4 Reasons to Hold Real Assets in Your Portfolio | Woodbridge
08 09 2016
What is a Real Asset?
What is considered a 'real asset' is up for debate. In an investment sense, a real asset is defined as "a good that is independent from variations in the value of money." This real asset definition can open a wide array of interpretations. What separates a real asset from a fixed asset, is that a fixed asset gets its value from being a contractual claim on an underlying asset that can be intangible or real.
For the sake of this article, real assets will include objects which institutional investors can generally agree as being a real asset such as: real estate and land (real property), precious metals, and natural resources such as fossil fuels, and commodities like agricultural raw materials.
Why Hold Real Assets?
In simple terms, capital preservation and growth are the main reason for holding real assets.
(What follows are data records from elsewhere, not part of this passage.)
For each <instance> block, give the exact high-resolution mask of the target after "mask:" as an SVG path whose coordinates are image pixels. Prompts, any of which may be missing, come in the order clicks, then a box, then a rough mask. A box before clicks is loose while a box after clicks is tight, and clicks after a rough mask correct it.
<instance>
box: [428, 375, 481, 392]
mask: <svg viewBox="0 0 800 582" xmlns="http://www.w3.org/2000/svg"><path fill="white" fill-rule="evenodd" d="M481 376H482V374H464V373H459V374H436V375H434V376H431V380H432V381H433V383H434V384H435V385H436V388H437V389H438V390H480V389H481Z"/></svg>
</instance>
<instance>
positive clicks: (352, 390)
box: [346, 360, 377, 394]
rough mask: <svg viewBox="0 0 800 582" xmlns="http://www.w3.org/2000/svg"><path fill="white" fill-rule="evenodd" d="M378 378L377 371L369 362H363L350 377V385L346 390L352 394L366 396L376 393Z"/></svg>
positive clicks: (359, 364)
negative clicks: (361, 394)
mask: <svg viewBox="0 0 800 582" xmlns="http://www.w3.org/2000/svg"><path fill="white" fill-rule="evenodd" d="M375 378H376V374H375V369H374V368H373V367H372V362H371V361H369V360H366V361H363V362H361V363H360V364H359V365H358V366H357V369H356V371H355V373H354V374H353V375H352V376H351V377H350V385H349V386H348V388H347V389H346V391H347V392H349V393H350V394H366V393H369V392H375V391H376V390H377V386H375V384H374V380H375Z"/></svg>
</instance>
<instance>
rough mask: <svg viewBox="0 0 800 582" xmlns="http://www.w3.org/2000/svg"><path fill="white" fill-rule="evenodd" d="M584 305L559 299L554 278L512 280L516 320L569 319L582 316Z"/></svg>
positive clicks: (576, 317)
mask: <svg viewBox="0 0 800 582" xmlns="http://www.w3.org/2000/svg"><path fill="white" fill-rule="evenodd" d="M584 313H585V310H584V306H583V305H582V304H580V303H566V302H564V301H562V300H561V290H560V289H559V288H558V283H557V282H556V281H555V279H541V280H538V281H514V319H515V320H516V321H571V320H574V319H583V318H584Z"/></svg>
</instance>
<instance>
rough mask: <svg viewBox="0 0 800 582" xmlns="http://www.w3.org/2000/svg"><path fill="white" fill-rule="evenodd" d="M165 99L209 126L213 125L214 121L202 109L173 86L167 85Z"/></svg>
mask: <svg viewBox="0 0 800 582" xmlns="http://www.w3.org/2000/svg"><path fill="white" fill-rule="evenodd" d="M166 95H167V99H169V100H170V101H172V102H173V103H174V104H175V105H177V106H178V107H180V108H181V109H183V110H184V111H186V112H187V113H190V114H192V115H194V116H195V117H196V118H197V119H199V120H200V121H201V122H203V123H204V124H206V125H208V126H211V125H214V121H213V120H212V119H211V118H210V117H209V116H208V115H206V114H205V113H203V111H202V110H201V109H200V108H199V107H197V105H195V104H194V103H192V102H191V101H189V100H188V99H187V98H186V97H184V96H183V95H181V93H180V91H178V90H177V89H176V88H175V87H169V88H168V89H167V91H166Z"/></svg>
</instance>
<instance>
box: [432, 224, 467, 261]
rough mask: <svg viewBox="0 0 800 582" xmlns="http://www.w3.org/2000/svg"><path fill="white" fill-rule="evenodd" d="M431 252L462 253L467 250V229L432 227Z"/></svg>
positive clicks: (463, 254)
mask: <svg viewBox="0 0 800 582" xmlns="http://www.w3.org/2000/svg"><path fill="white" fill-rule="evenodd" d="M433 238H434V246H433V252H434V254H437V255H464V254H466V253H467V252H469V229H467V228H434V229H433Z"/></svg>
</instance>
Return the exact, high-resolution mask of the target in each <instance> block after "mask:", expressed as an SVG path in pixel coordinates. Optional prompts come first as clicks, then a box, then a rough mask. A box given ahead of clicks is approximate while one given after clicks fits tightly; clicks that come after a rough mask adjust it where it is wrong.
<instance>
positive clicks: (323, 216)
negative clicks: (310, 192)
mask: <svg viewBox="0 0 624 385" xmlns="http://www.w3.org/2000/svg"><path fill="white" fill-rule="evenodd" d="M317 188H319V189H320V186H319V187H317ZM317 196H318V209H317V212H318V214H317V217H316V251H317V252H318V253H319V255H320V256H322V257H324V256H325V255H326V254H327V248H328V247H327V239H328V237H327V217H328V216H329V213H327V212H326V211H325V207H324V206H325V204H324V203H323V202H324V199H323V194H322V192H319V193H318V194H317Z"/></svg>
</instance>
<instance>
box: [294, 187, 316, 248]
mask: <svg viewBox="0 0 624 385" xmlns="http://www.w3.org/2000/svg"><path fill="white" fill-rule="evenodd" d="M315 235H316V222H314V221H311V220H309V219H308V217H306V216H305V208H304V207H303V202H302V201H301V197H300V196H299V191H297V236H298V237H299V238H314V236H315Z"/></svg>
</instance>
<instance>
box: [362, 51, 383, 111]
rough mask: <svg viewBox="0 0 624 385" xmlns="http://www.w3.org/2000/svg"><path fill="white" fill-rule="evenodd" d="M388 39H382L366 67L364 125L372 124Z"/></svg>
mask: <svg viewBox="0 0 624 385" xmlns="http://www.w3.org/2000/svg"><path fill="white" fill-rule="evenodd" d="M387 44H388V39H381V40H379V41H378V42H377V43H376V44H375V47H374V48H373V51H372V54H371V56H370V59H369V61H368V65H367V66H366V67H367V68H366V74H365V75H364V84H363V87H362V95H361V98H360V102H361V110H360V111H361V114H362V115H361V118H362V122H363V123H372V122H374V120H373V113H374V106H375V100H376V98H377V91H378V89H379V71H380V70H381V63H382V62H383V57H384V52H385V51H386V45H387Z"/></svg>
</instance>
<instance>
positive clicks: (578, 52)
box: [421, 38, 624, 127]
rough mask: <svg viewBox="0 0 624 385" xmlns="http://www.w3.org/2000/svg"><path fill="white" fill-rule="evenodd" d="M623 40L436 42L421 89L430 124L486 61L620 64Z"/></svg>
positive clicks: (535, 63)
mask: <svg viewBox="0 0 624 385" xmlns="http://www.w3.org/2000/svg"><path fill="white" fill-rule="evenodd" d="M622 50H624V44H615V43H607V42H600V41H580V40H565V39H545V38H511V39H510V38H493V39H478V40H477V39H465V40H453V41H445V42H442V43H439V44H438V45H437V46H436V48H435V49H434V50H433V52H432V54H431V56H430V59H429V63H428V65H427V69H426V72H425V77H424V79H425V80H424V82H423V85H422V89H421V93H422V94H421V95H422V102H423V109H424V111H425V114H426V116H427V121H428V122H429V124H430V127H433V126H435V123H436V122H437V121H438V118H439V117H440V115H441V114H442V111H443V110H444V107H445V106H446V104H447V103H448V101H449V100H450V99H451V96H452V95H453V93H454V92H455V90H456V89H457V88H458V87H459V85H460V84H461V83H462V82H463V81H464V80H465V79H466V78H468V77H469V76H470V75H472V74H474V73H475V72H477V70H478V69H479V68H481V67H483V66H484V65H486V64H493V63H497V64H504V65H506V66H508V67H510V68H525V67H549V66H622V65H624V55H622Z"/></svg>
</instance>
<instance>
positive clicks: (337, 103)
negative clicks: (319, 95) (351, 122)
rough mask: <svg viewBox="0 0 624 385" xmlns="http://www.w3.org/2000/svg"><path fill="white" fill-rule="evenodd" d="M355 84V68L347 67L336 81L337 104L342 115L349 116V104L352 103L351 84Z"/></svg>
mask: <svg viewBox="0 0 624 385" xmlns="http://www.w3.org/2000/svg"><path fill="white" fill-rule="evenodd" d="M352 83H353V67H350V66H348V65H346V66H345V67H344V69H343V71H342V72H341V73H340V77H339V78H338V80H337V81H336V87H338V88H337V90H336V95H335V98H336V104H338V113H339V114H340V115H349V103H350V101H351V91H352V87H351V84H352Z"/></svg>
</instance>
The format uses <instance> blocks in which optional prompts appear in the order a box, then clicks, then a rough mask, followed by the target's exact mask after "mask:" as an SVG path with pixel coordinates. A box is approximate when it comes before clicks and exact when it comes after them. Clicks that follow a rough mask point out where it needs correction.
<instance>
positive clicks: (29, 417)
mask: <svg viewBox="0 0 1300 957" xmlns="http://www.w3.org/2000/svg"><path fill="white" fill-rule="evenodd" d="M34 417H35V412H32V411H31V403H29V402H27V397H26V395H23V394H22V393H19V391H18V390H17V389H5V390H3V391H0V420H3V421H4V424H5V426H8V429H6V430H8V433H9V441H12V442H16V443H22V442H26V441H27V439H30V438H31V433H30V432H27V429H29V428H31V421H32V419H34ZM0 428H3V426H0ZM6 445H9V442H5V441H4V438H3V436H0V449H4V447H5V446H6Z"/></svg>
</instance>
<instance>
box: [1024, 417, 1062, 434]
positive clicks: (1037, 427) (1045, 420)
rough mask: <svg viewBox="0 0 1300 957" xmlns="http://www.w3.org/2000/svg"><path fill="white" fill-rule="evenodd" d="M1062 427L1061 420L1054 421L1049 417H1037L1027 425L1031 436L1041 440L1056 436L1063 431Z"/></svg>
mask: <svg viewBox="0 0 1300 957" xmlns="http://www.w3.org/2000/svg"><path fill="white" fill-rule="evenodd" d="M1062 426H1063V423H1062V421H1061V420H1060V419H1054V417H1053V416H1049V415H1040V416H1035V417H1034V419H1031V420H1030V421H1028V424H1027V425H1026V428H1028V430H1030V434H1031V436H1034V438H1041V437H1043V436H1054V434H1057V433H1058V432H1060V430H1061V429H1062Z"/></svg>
But when looking at an expanded view, the reasons for holding real assets as part of an investment portfolio can be separated into 4 main categories.
(1) Inflation protection
Although the near term risks of an inflation spike are currently low, over the long run of three, five, and ten-year time periods, real assets have shown a very low correlation to fixed financial assets such as stocks or bonds. This makes real assets an effective hedge against rising inflation rates. As inflation increases, fixed assets like bonds lose value in real terms. Conversely, real asset prices remain relatively stable or increase.
(2) Market Volatility
The financial aftermath of the United Kingdom's vote to 'Brexit' from the European Union is one recent example of events that can create instability in the world's financial markets. The United States has since shown a resilience to Brexit. However, multiple other factors, domestically and internationally, continue to fester market uncertainty. To many investors, real assets, such as precious metals have served as insurance against economic risks and geopolitical instabilities that affect the world's financial systems.
The old adage, 'never put all your eggs into one basket', most certainly holds true when it comes to investment portfolios. There are constant changes created by financial market cycles and unforeseen events. Having only fixed assets such as stocks and bonds in a portfolio can create significant and volatile swings in value. A person needs only to recall the effects of the Great Recession to understand how volatile the market can be. The number of publicly traded businesses that went under, loss of confidence, and resulting panic, created a loss of trillions of dollars of household wealth in America alone. In order to create a relative level of stability and minimize portfolio risks, investors can diversity their portfolios with real assets.
(4) Income Generation
The counter-cycle nature of real assets versus fixed assets benefits an investment portfolio by helping achieve better risk adjusted returns. In down markets, publicly traded companies are less willing or able to pass along earning to its investors, in the form of quarterly dividends or payouts. On the other side of token, real assets such as real estate properties can still generate income for an investor, regardless of financial market conditions. Investments in commodities and natural resources, are also able to continue producing returns for an investor because the demand for things like agricultural goods and fossil fuels remains constant, if not growing. As populations increase and supplies become more limited, the value placed on real asset goods will increase.
The quest for portfolio stability and consistent capital growth creates a need for alternative investment solutions, such as real assets. When the market enters into a downward cycle, the growth potential and risk mitigation benefits of real assets will likely trend towards greater heights.